Ce qui me chicote davantage, c'est tout ce débat autour du caractère ethnique de la St-Jean. Selon certains, le 24 juin devrait se fêter uniquement dans la langue de Miron et nous devrions par le fait même exclure les communautés ethniques qu'on affirme vouloir inclure dans un Québec nouveau. Je ne sais pas pour vous, mais si j'étais à Toronto et qu'on me refusais de faire un numéro en français, ça ne me donnerait pas tellement le goût de découvrir une culture qui me refuse.
« Je ne voudrais pas faire partie d'un club qui me refuserais comme membre. » -Woody Allen
Alors, si on veux former un Québec inclusif et donner envie aux anglophones et aux allophones d'apprendre le français, n'est-il pas préférable de leur tendre la main? On ne se fait pas d'amis dans le rejet.

Quoiqu'il en soit, tâchons de passer une fête agréable! Une joyeuse St-Jean-Baptiste à toutes et à tous!



mercredi 17 juin 2009

Et un nouveau blogue fut (comme s'il n'y en avait pas déjà assez!)

On parle beaucoup, en ces temps de crise, de scandales financiers, de ces hommes qui font disparaître des milliers, voire des millions et même des milliards de dollars comme par magie, comme si le grand Houdini lui-même en était l'instigateur. Il est vrai que ces vols, où plutôt devrais-je dire dans un souci de rectitude politique ces « pertes », commis par certains grands maîtres de la sphère économique mondiale, ont rarement bénéficié d'autant d'attention que maintenant. Nous vivons, dit-on, la pire crise économique de l'ère de la mondialisation, en partie à cause des liens étroits qui composent maintenant notre quotidien empreint de la modernité consumériste. Les produits que nous utilisons à chaque instant sont fabriqués en Asie avec des matériaux provenant d'Afrique et vendus à des Européens et à des Nords-Américains. Les langues s'estompent au profit de l'english, nouvel esperanto économique servant (peut-être malgré ses propres usiteurs) à normaliser les échanges tant culturels que commerciaux entre les nations de la planète. On dit que les médias imprimés sont en train de disparaître au profit des médias en ligne, plus difficiles d'accès pour certaines personnes. On parle des épidémies qui font moins de morts que les maladies dites « courantes ». On dit beaucoup de choses.

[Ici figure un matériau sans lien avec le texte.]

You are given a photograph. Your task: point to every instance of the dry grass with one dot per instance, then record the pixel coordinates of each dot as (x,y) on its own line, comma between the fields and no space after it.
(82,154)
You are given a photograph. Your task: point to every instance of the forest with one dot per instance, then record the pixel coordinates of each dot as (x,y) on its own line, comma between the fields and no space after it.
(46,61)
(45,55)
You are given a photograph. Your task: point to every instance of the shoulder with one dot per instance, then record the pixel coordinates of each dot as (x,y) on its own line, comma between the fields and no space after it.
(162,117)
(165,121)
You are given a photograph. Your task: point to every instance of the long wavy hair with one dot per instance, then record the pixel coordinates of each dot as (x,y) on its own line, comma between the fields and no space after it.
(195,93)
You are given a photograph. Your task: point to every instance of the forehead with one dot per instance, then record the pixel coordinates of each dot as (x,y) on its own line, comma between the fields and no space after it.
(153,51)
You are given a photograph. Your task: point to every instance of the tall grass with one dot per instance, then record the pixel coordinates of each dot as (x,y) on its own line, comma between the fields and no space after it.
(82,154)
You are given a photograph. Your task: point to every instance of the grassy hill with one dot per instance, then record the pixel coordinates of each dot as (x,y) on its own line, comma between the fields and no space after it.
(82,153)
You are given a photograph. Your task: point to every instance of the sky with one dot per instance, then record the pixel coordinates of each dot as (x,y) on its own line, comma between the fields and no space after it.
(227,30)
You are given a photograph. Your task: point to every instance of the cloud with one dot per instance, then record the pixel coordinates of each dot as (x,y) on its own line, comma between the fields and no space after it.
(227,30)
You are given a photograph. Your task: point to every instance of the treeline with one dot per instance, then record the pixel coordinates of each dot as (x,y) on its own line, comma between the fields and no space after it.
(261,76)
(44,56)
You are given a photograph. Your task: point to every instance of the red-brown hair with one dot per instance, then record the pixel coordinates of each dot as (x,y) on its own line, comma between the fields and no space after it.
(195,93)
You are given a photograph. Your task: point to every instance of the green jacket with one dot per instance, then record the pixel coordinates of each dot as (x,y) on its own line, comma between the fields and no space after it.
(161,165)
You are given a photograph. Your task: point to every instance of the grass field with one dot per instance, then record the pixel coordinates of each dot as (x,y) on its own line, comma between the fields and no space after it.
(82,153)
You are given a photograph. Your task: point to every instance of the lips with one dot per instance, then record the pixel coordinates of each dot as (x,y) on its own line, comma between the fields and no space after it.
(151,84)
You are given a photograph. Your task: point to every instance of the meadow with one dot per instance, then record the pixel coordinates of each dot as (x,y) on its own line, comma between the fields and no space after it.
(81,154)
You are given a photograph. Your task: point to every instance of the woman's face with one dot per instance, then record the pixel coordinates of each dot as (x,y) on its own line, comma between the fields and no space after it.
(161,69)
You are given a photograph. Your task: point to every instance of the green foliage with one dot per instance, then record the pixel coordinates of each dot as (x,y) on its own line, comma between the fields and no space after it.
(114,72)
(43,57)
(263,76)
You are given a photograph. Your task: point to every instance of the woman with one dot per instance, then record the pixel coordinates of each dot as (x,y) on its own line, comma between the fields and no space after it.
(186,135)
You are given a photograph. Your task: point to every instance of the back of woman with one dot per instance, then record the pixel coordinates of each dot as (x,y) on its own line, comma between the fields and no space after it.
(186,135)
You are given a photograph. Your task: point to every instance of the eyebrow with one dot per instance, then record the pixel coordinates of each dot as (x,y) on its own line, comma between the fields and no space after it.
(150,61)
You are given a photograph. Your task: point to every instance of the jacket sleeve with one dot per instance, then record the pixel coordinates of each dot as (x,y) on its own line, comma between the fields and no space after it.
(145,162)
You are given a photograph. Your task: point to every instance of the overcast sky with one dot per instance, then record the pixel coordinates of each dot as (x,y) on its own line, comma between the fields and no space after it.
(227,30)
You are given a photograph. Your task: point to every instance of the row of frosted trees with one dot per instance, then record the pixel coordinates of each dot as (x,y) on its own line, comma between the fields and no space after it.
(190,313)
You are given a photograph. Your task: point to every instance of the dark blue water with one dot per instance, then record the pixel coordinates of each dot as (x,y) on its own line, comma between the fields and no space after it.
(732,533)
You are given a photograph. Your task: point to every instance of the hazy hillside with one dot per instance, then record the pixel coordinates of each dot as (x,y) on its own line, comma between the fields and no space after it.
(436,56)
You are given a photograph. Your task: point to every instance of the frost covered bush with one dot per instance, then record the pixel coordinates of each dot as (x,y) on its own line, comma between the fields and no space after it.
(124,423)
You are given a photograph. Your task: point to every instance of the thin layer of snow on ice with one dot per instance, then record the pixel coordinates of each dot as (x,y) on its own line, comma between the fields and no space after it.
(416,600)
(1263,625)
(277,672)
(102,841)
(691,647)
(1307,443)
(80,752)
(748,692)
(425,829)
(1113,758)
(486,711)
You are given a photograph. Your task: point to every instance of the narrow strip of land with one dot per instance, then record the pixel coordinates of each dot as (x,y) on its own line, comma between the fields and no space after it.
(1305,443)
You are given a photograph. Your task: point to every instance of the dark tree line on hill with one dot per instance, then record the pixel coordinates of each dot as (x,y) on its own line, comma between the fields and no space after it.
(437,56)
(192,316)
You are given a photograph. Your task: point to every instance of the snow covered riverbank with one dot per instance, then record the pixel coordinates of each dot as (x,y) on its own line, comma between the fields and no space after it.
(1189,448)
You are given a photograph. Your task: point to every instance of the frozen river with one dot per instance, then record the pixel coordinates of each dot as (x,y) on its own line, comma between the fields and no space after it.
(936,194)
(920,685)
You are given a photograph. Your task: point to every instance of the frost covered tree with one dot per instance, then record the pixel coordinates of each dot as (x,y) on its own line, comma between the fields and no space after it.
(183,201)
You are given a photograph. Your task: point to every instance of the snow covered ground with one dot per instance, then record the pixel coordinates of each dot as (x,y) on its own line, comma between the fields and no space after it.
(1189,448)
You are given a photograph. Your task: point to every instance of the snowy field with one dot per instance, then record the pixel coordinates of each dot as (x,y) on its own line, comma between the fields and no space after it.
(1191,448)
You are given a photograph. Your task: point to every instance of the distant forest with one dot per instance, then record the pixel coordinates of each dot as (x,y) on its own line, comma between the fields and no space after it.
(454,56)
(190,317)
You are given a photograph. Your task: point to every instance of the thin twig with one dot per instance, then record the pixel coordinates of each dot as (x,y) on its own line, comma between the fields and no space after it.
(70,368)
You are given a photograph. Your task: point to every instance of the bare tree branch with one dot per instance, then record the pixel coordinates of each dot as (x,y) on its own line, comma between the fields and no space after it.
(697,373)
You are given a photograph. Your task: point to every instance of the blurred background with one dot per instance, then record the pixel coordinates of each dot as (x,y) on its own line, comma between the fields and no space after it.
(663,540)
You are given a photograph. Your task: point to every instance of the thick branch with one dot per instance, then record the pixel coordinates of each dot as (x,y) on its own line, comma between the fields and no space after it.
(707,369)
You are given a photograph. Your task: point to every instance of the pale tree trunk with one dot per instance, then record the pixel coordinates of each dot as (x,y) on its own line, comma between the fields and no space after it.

Mais il y a aussi ce qu'on ne dit pas. Qui parle des génocides qui ont court en Afrique au moment où ces lignes sont écrites? Qui parle des monopoles qui se créent au niveau des ressources premières par les grands conglomérats énergétiques et par des compagnies comme Monsanto, qui font l'apologie de ressources alimentaires modifiées génétiquement pour ne pas engendrer de descendance? Qui mentionne encore la crise alimentaire mondiale, éclipsée par la crise économique (ou plutôt la crise du crédit, afin de mieux cataloguer cet avatar de notre folie dépensière), qui fait encore des centaines de milliers de victimes chez les populations africaines et sud-asiatiques? Un petit nombre de personnes le font. Elles sont peu nombreuses toutefois, puisque les crises qui se passent ailleurs semblent si loin. Trop souvent les pires crises sont celles dont on refuse de parler.

Je n'ai pas la prétention de connaître tout, encore moins de croire que mes prises de position sont toujours justifiées par des arguments convenables. Je suis soumis aux mêmes fautes de jugement qu'autrui. Mais je tente toutefois de ne parler qu'en connaissance de cause. Mon objectif est d'informer les gens, d'aiguiser leur curiosité et de susciter chez eux une prise de position et un intérêt pour les événements qui marquent notre ère, au risque de me faire contredire, calomnier et renier. Je veux comprendre les gens, je veux comprendre ce qui motive chaque action, chaque parole. Déjà, si j'aide une personne à mieux comprendre un sujet, voilà mes efforts justifiés.

J'espère ne pas être trop pénible à lire!